"Risco de contágio real e profundo" é a opinião de dois economistas franceses, sobre a crise do crédito imobiliário norte-americano. Na passada semana, a crise alastrou ao sistema financeiro europeu, ganhando impacto público com a suspensão de três fundos do banco francês BNP Paribas, gerou quedas nas bolsas a nível mundial e obrigou a forte intervenção dos bancos centrais.
Jean-Paul Fitoussi, presidente do Conselho Científico de Ciências Políticas (Instituto de Estudos Políticos) - Paris, e Dominique Plihon, presidente do Conselho Científico de Attac, falam da intervenção do Banco Central Europeu, dos riscos de contágio e sobre as crises financeiras, em entrevista realizada por Christian Losson e publicada pelo jornal francês Libération, na passada 6ª feira.
A intervenção do Banco Central Europeu (BCE) marca uma viragem na crise dos empréstimos imobiliários?

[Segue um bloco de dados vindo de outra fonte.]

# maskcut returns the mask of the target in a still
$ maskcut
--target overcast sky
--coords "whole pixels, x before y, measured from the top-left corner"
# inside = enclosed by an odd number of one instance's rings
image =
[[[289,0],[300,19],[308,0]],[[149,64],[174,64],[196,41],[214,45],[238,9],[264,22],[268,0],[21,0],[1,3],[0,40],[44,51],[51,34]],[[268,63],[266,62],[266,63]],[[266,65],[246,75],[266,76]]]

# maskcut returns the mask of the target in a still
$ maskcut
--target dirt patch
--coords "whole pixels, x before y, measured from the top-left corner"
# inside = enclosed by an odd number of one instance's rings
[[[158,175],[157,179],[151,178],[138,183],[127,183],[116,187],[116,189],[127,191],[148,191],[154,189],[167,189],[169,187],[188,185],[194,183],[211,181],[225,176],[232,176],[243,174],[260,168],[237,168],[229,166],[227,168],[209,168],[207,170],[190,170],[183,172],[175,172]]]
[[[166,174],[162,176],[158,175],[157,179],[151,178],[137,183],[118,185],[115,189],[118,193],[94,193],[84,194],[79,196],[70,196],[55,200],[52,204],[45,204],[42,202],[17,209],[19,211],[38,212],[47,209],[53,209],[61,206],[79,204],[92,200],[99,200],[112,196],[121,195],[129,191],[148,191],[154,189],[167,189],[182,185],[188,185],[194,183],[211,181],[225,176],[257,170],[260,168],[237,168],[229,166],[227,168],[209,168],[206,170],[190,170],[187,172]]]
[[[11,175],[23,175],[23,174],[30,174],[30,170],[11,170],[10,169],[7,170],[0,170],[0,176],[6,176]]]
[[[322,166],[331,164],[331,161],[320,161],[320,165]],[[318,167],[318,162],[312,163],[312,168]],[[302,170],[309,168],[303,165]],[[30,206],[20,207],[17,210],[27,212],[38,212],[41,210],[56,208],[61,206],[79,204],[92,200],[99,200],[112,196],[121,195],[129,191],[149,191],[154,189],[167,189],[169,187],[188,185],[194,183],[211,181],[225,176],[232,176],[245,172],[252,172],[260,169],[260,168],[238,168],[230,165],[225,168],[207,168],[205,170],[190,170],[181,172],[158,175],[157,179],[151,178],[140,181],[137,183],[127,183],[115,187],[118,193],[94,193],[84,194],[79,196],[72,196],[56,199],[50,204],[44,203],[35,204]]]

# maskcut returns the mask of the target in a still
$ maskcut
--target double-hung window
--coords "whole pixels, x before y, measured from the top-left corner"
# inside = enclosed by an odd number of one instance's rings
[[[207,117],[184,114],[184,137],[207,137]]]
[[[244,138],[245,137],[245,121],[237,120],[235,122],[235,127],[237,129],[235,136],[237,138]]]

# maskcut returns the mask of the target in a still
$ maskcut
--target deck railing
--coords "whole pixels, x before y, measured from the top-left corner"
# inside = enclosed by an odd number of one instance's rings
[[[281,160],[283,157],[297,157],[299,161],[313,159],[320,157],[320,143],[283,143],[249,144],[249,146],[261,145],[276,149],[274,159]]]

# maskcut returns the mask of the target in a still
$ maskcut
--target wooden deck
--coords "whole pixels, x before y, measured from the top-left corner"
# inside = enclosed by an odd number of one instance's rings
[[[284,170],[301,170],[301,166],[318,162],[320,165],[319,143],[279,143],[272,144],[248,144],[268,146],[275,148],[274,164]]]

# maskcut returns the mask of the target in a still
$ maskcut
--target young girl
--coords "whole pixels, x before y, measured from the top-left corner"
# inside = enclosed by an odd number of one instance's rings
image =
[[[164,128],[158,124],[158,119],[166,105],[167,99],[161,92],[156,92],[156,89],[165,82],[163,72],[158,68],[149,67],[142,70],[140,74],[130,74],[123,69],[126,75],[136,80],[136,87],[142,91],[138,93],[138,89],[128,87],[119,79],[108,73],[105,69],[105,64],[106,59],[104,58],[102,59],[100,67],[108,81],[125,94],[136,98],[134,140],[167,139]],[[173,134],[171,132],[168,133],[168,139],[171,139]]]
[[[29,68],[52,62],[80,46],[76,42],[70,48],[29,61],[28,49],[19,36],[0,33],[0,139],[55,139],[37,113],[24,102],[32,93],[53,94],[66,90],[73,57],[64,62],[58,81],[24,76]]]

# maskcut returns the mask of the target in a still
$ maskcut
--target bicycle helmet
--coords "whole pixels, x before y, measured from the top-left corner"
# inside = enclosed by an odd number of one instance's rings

Jean-Paul Fitoussi (JPF): Os bancos intervêm para apagar o incêndio que eles próprios atearam. Conduzidos pela sua primeira missão - a estabilização da inflação - eles próprios fragilizaram o mercado aumentando as taxas de juro, o que favoreceu a crise do imobiliário. Instala-se uma tragédia grega: a inflação regressa pela subida dos preços do petróleo e das matérias-primas agrícolas, os bancos reagem aumentando as taxas, e os operadores financeiros, que contavam com a estabilidade, ficam fragilizados.
Dominique Plihon (DP): Tivemos uma injecção de liquidez de urgência, do emprestador de último recurso. É um sinal muito claro: há um início de incêndio no sistema bancário. O BCE quer que os pagamentos prossigam para que os bancos não afundem o sistema. Tenta evitar o efeito dominó: bancos em dificuldade arrastam com eles outros bancos dos quais são devedores...
Quais são os risco de contágio?
DP: O risco é real e profundo, mas a grande crise generalizada não é inevitável. Em cada dia vê-se um pouco melhor: grandes bancos europeus empenharam-se no mercado imobiliário americano por via, muitas vezes, dos LBO [Leverage Buy Out - Aquisição de uma empresa por outra empresa através de empréstimo]. Eles têm uma atitude a gerir esses riscos: fundos próprios, instrumentos de controlo. Em contrapartida se é descoberto, como parece ser hoje o caso, que eles foram fortemente afectados, pode haver uma desconfiança generalizada, que pode conduzir ao efeito de pânico, a uma baixa do consumo e portanto do crescimento...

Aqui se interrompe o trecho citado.